From: Sandy King (sanking@hubcap.clemson.edu)
Date: 05/31/01-08:12:08 PM Z
In an off-list message someone asked me to comment on my use of platinum as
a toner. I have used platinum as a toner for kallitype prints, and most
recently, with home-made POP paper (after Liam Lawless's article in
Post-Factory). My experience with both of these processes is rather limited
so follow-up information would be appreciated.
1) Kallitype. This is one of the variants of the silver/iron processes in
which the image does not not print out but must be developed out. Since one
can with the correct choice of developer make kallitypes in a wide range of
colors they are not toned for color control. However, for maximum image
stability a kallitype should be toned. Gold and platinum are probably the
best choices for this, and of the two I have had much better and more
consistent results with platinum. I always tone after clearing and before
fixing.
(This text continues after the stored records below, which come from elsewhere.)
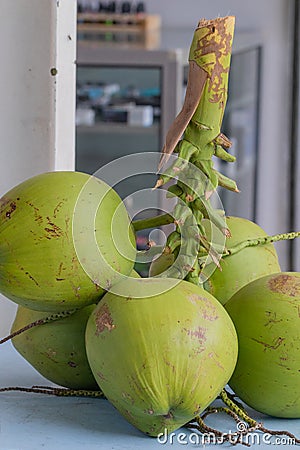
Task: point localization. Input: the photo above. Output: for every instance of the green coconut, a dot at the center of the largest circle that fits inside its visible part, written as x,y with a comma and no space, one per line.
65,239
239,269
266,314
56,349
161,352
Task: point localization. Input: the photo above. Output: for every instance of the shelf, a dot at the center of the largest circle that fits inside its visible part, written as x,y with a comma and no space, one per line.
109,127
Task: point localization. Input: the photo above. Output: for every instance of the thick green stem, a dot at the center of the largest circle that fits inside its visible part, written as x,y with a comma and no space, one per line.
152,222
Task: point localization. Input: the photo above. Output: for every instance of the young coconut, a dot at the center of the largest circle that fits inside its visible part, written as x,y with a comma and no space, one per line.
65,239
56,349
161,351
266,316
240,268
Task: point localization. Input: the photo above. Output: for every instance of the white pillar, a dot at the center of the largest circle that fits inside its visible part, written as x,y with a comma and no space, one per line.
37,82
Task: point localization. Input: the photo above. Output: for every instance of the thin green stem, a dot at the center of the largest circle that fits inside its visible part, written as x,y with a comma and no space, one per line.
36,323
57,391
152,222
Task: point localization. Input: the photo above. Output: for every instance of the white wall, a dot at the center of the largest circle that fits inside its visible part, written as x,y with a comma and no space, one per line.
37,125
270,20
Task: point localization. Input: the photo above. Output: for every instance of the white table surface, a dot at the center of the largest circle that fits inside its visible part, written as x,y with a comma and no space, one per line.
41,422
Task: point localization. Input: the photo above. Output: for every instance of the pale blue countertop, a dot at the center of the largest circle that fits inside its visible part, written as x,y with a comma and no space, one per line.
42,422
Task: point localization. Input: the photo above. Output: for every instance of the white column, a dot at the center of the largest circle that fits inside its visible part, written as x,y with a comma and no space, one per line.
37,82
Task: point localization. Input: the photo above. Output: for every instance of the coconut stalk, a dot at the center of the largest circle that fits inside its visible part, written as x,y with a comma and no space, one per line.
199,122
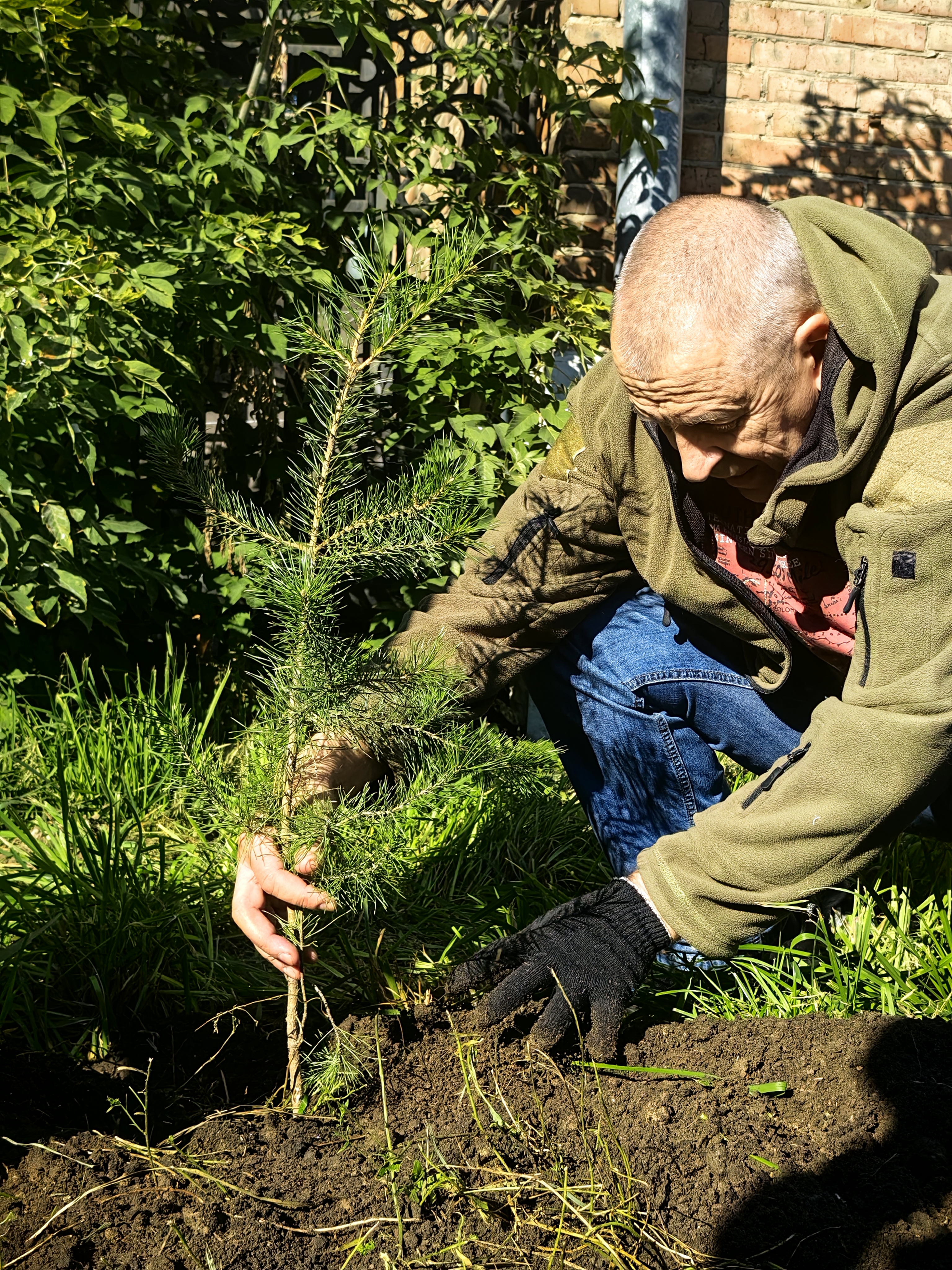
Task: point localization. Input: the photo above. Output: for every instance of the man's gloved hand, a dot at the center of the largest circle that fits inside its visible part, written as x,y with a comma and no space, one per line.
600,947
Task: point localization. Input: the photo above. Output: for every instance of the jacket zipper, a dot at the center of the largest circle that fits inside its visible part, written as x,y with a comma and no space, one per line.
720,575
792,757
857,600
522,540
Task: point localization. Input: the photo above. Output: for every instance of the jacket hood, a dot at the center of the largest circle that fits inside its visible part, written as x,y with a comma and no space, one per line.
873,279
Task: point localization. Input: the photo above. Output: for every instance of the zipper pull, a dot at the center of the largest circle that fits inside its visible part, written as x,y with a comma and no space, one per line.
858,584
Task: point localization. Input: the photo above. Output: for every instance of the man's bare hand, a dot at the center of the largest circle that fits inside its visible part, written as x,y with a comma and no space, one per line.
265,890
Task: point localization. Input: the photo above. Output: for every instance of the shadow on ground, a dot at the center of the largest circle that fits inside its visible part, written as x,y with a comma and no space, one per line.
875,1206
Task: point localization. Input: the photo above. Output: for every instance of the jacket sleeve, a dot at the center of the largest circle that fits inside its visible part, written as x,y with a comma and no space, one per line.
554,553
865,768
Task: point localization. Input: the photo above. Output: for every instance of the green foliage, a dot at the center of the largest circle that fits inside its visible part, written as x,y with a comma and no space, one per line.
112,904
154,229
885,947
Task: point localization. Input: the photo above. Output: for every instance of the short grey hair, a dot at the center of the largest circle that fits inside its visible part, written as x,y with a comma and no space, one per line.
718,267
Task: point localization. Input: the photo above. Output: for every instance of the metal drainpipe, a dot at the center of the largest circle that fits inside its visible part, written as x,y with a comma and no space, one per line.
655,35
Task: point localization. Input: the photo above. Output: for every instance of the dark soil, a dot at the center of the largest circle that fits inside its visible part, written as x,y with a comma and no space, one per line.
853,1166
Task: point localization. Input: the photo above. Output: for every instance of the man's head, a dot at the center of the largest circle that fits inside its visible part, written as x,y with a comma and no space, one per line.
719,335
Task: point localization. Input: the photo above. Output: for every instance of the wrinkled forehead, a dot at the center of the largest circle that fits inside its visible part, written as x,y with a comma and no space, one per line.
699,389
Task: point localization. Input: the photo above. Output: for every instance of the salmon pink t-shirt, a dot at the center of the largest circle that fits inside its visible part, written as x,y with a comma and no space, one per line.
807,590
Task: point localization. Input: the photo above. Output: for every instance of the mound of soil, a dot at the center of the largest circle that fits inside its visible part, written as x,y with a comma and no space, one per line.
505,1157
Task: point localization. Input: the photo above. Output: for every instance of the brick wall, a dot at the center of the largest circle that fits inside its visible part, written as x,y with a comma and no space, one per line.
591,158
848,101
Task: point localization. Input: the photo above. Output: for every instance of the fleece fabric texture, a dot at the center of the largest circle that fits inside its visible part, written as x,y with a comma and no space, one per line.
603,510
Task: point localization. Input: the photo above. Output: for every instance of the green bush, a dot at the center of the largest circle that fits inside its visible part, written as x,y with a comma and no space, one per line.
115,900
156,225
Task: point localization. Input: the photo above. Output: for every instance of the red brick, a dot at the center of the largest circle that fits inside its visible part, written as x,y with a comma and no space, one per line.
701,181
875,67
922,70
941,37
742,183
922,200
853,162
767,153
856,29
840,191
787,88
744,86
746,120
917,134
840,93
728,49
784,56
833,61
777,22
933,230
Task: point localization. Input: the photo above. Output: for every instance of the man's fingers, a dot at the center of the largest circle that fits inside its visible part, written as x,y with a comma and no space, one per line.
248,915
263,859
528,982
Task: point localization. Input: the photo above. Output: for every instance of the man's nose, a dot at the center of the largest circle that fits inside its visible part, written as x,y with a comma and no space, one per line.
697,461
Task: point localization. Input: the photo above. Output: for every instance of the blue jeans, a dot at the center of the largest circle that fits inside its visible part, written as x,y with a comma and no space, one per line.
640,708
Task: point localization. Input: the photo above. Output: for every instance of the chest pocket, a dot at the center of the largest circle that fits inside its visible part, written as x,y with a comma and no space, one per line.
902,568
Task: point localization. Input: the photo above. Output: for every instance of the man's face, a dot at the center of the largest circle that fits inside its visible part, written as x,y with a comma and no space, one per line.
729,429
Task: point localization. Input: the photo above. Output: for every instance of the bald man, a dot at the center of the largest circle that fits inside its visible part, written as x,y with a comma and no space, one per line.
742,543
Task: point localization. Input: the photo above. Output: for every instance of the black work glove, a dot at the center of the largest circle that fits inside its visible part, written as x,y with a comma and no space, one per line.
600,947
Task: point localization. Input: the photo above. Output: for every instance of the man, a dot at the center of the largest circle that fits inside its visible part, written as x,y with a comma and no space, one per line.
742,543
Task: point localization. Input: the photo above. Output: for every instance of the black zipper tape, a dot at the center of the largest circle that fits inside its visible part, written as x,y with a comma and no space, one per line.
522,540
857,600
772,778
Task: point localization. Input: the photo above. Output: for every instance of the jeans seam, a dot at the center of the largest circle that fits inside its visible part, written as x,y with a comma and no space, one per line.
681,771
689,676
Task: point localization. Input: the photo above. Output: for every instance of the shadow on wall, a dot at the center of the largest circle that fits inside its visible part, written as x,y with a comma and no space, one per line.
870,1208
889,162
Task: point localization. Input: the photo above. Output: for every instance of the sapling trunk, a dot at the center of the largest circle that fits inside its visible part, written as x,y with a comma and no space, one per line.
338,527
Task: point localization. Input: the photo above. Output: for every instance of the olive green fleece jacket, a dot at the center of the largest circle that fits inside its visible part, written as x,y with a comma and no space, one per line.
603,510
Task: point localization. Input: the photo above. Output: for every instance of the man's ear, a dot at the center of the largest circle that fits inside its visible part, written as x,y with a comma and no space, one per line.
810,337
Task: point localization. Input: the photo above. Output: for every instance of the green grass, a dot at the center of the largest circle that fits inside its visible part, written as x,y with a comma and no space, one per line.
115,897
112,902
885,947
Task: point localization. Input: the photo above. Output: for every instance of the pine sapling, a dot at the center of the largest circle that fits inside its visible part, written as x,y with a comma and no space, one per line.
337,527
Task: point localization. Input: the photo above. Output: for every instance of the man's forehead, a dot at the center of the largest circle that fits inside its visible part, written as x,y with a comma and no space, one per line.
690,395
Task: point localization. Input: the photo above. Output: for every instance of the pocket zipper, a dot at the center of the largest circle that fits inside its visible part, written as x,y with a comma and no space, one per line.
857,600
771,780
522,540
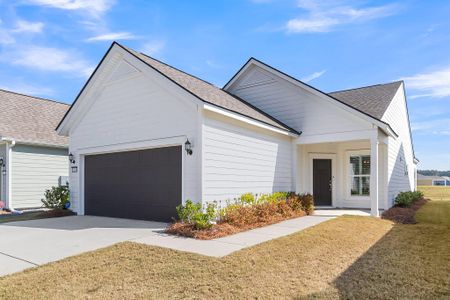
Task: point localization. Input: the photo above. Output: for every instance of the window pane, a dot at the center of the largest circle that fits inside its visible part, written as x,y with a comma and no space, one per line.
365,165
355,165
365,186
356,183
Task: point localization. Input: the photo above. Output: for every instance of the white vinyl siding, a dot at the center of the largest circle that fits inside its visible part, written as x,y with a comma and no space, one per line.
400,150
139,107
341,184
3,177
293,105
34,170
240,158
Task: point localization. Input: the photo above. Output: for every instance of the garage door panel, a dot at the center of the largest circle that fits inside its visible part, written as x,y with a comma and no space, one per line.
144,184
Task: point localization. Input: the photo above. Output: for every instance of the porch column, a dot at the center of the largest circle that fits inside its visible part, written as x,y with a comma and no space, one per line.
374,205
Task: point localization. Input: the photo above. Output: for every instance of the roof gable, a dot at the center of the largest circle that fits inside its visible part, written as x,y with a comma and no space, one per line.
253,61
373,100
202,90
209,93
30,119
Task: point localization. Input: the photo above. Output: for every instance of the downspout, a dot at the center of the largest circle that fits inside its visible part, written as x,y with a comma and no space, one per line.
10,143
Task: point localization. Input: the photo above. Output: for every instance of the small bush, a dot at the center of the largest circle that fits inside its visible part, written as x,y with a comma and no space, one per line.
56,197
406,199
274,197
307,203
193,213
247,198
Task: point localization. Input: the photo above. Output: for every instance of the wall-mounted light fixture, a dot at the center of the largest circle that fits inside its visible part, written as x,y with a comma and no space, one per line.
3,165
71,158
188,147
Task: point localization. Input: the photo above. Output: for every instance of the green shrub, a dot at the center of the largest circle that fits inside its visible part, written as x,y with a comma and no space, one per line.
247,198
406,199
193,213
307,203
56,197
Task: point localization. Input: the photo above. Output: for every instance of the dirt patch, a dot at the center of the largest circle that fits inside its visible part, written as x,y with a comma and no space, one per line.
404,215
224,229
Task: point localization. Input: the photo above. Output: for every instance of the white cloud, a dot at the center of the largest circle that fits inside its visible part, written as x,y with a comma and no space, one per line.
153,47
442,132
431,125
51,60
112,36
93,7
28,89
313,76
8,35
213,64
326,16
431,84
25,26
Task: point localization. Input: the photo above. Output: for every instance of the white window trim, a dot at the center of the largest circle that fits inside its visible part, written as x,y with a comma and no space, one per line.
347,174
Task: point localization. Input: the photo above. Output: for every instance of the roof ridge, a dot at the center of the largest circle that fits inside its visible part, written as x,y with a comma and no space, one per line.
218,88
35,97
175,68
365,87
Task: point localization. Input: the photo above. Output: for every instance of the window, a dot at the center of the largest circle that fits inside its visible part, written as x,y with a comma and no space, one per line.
359,175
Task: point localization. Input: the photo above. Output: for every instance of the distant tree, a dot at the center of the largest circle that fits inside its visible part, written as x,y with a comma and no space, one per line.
434,173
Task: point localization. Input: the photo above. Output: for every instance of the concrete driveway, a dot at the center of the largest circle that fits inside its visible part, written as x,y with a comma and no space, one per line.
31,243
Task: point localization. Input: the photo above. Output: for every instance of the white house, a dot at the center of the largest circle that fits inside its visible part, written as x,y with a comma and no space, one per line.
33,158
146,136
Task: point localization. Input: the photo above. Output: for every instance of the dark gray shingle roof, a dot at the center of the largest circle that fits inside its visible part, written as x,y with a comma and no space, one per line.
209,93
372,100
30,119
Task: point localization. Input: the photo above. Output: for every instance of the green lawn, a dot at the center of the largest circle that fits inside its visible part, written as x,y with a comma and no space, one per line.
348,257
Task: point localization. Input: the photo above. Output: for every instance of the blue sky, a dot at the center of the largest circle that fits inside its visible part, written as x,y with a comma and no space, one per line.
48,48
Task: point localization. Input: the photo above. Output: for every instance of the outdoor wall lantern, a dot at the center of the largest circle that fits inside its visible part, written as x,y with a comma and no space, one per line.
71,158
188,147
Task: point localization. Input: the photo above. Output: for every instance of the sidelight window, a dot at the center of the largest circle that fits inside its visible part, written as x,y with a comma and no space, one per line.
359,175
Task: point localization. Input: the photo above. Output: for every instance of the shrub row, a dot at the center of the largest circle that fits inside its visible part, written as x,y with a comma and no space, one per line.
247,210
406,199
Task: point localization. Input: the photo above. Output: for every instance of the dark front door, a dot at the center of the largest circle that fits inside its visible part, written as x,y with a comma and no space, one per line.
144,184
322,181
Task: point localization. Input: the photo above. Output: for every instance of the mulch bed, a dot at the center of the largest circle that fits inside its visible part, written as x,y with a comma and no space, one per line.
34,215
404,215
223,229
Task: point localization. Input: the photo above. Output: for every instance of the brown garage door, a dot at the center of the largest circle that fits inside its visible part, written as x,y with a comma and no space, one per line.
144,184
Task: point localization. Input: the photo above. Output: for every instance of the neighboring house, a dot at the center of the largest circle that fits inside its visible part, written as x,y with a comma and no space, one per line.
145,137
33,155
424,180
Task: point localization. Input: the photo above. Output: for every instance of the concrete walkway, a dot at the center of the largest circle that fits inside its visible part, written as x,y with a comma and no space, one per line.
32,243
229,244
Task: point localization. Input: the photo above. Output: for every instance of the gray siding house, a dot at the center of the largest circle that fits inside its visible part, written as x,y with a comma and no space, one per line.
33,157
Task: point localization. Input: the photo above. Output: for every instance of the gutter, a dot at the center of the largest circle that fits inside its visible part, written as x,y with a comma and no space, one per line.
10,143
247,120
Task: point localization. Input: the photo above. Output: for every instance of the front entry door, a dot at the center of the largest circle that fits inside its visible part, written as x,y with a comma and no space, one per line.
322,182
The toner that I use is made up of 5ml of a 20% solution of
potassium chloroplatinite, sold by Bostick and Sullivan as platinum
solution #3, and 5g of citric acid to a liter of water. A liter of solution
has very great capacity, up to and pehaps even more than 12X20 prints in my
experience. My favourite developer for traditional kallitype is a 30%
sodium citrate solution, which before toning gives a rust-brown image. A
few minutes in the platinum toner turns the color to a rich platinum color,
indistinguishible in every respect from a real platinum print.
2) Home-made POP. I recently worked a bit with the home-made POP process of
Liam Lawless. I followed Liam's directions exactly, exact for the
substitution of ammonium chloride for sodium chrolide and the use of a 250
Bloom ossein gelatin instead of the ones he experimented with. I applied
the emulsion with a brush, and double coated for maximum Dmax as Liam
suggested. The results were excellent and Liam is to be congratulated for
the clear and precise directions and for all the experimentation he did
before publishing the article. Some experience is requried in working with
POP papers to get the right exposure because of the fact that the image
must be over-printed by 3--4 steps because it bleaches out on fixing (and
at a different rate according to formulation of the fixer). The color
without toning, a rust/brown/red is very unattractive to be so toning for
control of color is important. Toning can be done with POP either before or
after fixing, but I chose to do the former, and what I finally settled on
was a split-toning using a traditional gold borax toner, followed by toning
in the platinum toner I used for kallitype. This gave a very attractive
black with a hint of purple/eggshell. However, it is very hard to get
consistent color with this split-toning technique as the strength of the
two toners is being constantly depleted in ways which are not readilly
apparent.
I hope this is of interest to some, and I would certainly like to hear of
the experience of others in toning kallitype and/or POP papers, either
home-made or of the commercial variety.